Tag Archives: San Francisco mayoral election

Update: How the West was won? Mayor Ed Lee’s an elected after a Ranked Choice victory in San Francisco

 I’ve lauded Ed Lee for reaching “Gold Mountain,” when he was named interim. That alone was a tremendous accomplishment for the community lawyer turned bureaucrat. But his evolution to “elected” is all the more fascinating because of Ranked Choice Voting.

RCV is process that redistributes the votes, working from the bottom up.  Each time a last placed candidate was eliminated in the field of 16, a voter’s second choice is distributed accordingly to the named candidate still alive in the race.

Lee, who led at the end of election night Tuesday with  31 percent of the vote to Avalos’ 18 percent, was stalled with just 38 percent of the vote as the RCV vote count was underway Wednesday.

But Lee’s stock rose in round 7 when Public Defender Jeff Adachi was eliminated.

Adachi’s second place votes went mostly to City Attorney Ed Herrera, who got 2,100. Board President David Chiu had  1,721. But Lee did better with 1,935.

Lee’s ability to amass a large number of No.2 votes, particularly from the other top Asian American candidates’ ballots was significant.

In round 8, when State Senator Leland Yee was eliminated,  Herrera took 2,092 of Yee’s second choice votes.  Chiu took 2,275.  But again, Lee got the most from Yee:  2,992 second place votes.

In round 9, Chiu, who raised more than a million dollars and won the endorsement of the San Francisco Chronicle, was eliminated.  The winner of Chiu’s second choice votes were Herrera at 2,376, Avalos with 3,832.  And again, there was Lee getting a huge chunk, 5,894.

Remember Chiu ran only after Lee promised not to run, but then Lee ran anyway.  Lee was like a siphon on Chiu for first and second choice votes. In fact, Chiu’s seconds got Lee close to a majority with 49.02 percent of the votes, but it would take one more round to win it all.

In round 10, when Herrera was eliminated, 6,883 of his second place votes went to Avalos, the top name on the Democratic Party’s slate.  But again, there was Lee who took 4,705 No.2s from Herrera.

That’s all Lee needed to enter the 11th round with a whopping 61 percent, more than enough votes for a majority.

And that’s how the sausage was made.

Update: The above analysis was after first 11 rounds of Ranked Choice counts and re-distributions from Wednesday. 

Thursday’s  count added a 12th round which changed the numbers only slightly as Lee virtually held the same lead, 61 percent to Avalos’ 39 percent. But the race technically is over when Lee got 50 percent and 1 vote.

One interesting fact: Lee padded his vote count significantly by being the second choice for backers of Chiu, Yee and Adachi.
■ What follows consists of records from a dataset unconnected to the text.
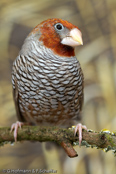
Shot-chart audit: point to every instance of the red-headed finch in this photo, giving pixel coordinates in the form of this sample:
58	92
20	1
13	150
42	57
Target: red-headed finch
47	78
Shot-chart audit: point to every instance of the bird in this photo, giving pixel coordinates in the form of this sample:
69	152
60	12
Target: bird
47	78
Those sloppy seconds added nearly 20 percent to Lee’s total vote.

See my Amok column on the Asian American Legal Defense and Education Fund blog at www.aaldef.org/blog

Update: San Francisco Interim takes big step toward history: Ed Lee has 39.85 percent of the vote by mail turnout

Interim Mayor Ed Lee took the big lead in the first release of vote-by-mail ballots in the SF Mayoral race.
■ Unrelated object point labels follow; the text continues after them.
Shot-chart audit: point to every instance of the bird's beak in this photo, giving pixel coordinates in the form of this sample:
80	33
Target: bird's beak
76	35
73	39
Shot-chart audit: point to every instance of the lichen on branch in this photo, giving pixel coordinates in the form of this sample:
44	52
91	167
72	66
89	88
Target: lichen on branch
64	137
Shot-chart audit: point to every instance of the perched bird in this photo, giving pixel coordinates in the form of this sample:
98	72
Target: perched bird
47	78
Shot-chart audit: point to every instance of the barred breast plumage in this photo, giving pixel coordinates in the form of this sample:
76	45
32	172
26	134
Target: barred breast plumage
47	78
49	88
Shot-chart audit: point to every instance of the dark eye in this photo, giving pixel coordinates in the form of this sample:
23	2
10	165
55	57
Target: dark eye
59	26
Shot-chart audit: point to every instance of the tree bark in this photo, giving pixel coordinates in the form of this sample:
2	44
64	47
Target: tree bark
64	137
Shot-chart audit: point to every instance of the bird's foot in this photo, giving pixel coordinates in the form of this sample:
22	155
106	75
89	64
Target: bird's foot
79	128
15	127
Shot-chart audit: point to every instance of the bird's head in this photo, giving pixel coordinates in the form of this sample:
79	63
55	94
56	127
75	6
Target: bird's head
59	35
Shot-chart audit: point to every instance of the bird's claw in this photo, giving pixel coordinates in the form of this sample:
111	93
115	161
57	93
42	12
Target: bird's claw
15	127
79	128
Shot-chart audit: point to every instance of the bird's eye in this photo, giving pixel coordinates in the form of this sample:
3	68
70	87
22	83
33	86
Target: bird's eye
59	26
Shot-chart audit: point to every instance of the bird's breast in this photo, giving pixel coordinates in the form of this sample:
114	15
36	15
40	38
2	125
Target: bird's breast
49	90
Lee got a commanding  26,621 votes or 39.85 percent of the votes counted so far.

Supervisor John Avalos and City Attorney Dennis Herrera are next with 10.6 percent and 10.24 percent, respectively. Both candidates were endorsed by the San Francisco Democratic Party.
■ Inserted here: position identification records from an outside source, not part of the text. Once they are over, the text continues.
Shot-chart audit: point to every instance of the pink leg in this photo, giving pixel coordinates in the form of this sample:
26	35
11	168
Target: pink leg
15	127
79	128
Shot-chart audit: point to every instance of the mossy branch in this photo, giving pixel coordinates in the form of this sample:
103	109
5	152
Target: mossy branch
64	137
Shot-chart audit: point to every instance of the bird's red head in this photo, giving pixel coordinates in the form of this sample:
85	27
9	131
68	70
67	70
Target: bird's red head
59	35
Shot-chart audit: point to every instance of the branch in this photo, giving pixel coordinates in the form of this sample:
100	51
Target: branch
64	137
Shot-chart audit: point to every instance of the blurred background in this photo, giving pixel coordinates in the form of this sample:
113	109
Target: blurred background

Board of Supervisors President David Chiu was in fourth with 8.36 percent.

State Senator Leland Yee was in fifth with 8.25 percent.

Public Defender Jeff Adachi  was in sixth with 6.33 percent.

This first tally includes just the vote by mail which represents about 14.59 percent of all voters. The next release of votes at 9:45 will include the first ballots from today’s polling.

Those votes could reflect a totally different voter sentiment in light of voter  fraud allegations made against some of Lee’s supporters.

But if the trend continues, Lee would be very close to the 50 percent and 1 vote he needs to secure victory.

The top ten candidates received 97.65 percent.

If no one receives a majority,  the Ranked Choice Voting will eliminate the lowest ranking candidate one by one and distribute their backers’ 2nd and 3rd choices until one candidate gets a majority of the vote.